The story of the female warrior, Hua Mulan, has been told many times over the past several decades, and Disney’s recent adaptation of Mulan is a great take on the old tale. Disney’s previous 1998 adaptation was a hit as well but took a more kid-friendly approach. Today though, Mulan is much more mature, visually pleasing, and still charming like the animated classic many grew up with.
Most viewers will compare this film to Disney’s animated film, but going in expecting Mulan to be exactly like the animated version means you have already missed the point. There was a lot of outrage over the trailer because it became apparent components of the animated film were gone. However, Mulan is a remake intended to resemble the original legend, so those playful components in the animated version aren’t required or needed. Directed by Niko Caro, the film stars Liu Yifei, Donnie Yen, Jason Scott Lee, Yoson An, Gong Li, and Jet Li. Taking place in the Northern Wei era (386-535), Hua Mulan, daughter of a proud warrior, disguises herself as a man and takes her aging fathers spot in the Imperial Army to battle invaders. The film was penned by many writers including Rick Jaffa, Amanda Silver, Lauren Hynek, and Elizabeth Martin.
Disney’s live-action remakes are hit or miss and thankfully Mulan is a massive home run that maintains the heart of the animated version. Given the film’s setting, the women in the film are subjected to the usual expectations, and Mulan just doesn’t fit in with those ideas.
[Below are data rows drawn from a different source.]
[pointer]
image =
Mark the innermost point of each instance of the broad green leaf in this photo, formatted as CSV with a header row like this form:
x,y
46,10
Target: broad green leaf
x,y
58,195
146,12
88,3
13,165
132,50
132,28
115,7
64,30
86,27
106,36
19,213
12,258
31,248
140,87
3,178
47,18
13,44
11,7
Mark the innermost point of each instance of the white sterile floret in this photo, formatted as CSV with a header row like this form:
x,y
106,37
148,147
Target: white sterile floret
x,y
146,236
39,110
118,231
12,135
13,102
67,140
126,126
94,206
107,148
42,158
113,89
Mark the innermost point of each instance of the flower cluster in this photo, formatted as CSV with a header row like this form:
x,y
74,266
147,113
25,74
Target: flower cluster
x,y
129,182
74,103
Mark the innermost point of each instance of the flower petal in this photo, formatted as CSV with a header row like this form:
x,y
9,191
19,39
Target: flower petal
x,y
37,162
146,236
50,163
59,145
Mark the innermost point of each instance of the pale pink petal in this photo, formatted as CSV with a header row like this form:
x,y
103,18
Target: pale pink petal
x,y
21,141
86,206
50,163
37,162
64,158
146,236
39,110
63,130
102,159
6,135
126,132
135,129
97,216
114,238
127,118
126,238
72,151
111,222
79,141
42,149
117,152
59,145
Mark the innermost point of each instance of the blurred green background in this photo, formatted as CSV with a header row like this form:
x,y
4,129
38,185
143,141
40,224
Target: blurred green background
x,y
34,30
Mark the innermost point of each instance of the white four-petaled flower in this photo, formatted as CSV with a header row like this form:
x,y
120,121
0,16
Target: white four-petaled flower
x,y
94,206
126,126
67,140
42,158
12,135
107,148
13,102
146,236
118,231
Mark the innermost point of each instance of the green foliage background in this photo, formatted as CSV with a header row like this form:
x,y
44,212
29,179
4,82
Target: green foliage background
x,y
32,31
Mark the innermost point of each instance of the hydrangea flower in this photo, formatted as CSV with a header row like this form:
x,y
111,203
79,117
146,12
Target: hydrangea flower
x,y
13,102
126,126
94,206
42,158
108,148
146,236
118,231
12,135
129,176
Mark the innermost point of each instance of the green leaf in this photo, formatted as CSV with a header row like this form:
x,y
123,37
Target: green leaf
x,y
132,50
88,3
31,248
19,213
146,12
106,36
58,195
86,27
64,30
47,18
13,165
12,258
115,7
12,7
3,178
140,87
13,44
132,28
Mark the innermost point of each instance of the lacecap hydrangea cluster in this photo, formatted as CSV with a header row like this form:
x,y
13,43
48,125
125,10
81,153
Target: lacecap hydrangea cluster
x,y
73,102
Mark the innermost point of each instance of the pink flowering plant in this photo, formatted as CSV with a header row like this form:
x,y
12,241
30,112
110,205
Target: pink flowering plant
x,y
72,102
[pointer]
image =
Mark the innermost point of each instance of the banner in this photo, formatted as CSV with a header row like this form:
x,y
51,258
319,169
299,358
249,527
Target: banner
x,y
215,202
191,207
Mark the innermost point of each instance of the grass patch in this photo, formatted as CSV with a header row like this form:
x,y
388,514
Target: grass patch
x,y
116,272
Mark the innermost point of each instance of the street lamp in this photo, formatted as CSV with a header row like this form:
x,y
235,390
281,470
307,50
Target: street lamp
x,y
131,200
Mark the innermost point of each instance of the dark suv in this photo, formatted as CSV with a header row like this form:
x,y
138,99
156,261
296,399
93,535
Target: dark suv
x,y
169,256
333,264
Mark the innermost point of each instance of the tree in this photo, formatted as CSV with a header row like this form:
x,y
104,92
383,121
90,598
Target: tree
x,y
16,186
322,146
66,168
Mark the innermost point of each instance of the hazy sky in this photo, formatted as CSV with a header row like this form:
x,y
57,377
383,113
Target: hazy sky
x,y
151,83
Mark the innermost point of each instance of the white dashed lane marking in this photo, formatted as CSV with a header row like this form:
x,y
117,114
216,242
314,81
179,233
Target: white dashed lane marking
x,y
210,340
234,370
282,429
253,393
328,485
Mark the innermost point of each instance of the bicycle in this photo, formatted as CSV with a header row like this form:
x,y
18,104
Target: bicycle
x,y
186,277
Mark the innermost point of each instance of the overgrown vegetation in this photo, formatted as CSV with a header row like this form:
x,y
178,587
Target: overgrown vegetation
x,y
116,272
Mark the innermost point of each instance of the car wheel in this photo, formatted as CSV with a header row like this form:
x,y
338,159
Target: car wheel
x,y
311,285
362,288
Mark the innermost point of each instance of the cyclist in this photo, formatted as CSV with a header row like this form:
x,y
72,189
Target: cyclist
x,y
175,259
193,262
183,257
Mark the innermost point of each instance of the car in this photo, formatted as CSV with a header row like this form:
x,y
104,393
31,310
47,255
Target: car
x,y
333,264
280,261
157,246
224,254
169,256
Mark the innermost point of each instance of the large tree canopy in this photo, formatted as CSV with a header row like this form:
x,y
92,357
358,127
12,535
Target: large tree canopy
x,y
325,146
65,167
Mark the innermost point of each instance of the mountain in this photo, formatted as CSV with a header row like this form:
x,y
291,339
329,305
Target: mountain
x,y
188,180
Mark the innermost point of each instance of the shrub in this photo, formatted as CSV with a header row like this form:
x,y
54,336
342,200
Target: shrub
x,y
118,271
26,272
As a fan of Buffy the Vampire Slayer and female empowerment messages, it is nice to revisit Mulan, and see the message of a woman carving her own path that goes against what’s expected depicted on screen. The script is very progressive, empowering, and just offers the best foundation for a good film. However, the biggest crime Mulan commits is not fleshing out Bori Kahn, the film’s main antagonist. Out to avenge the death of his father, and brilliantly brought to life by Jason Scott Lee, the character’s motivation just doesn’t get enough development.
Lee’s performance will leave you longing for more of a backstory that just seemingly got cut out of the final product. Many characters feel underdeveloped, but Yifei’s portrayal of Mulan captures the powerful underlying message this story intends to tell. Of course, as our main protagonist, the journey of watching her go from someone who has to hide her talents to being accepted for the gifts she possesses is something that would have come off better on the big screen but it’s still a great example of a character starting in one place and ending up in another as the film progresses. Outside of Lee and Yifei, Mulan’s cast delivers in every way possible. Many characters won’t become fan favorites like Mushu from the animated version, but the performances are so good from everyone involved that it makes the reimagining a must-see.
What Niki Caro was able to accomplish here just makes the outcome of last year’s Lion King remake that much more aggravating. She has directed a film that goes its own way and shows respect to the animated classic. Visually, Mulan is one of the years best and cinematographer Mandy Walker just helped put on an all-out treat. The stunt work and the action sequences are powerful and breathtaking to witness. However, given that the film is PG-13 it is odd that it features no blood during these sequences. Also, the film’s score by Harry Gregson accompanies all the beauty presented on screen in the best way.
Mulan is the latest live-action adaptation from Disney that checks off almost every box. An absolutely beautiful film to look at, and reinforces a progressive message brought to life by a terrific lead performance. Mulan remains loyal and true to its source material while effectively changing enough to bravely stand alone.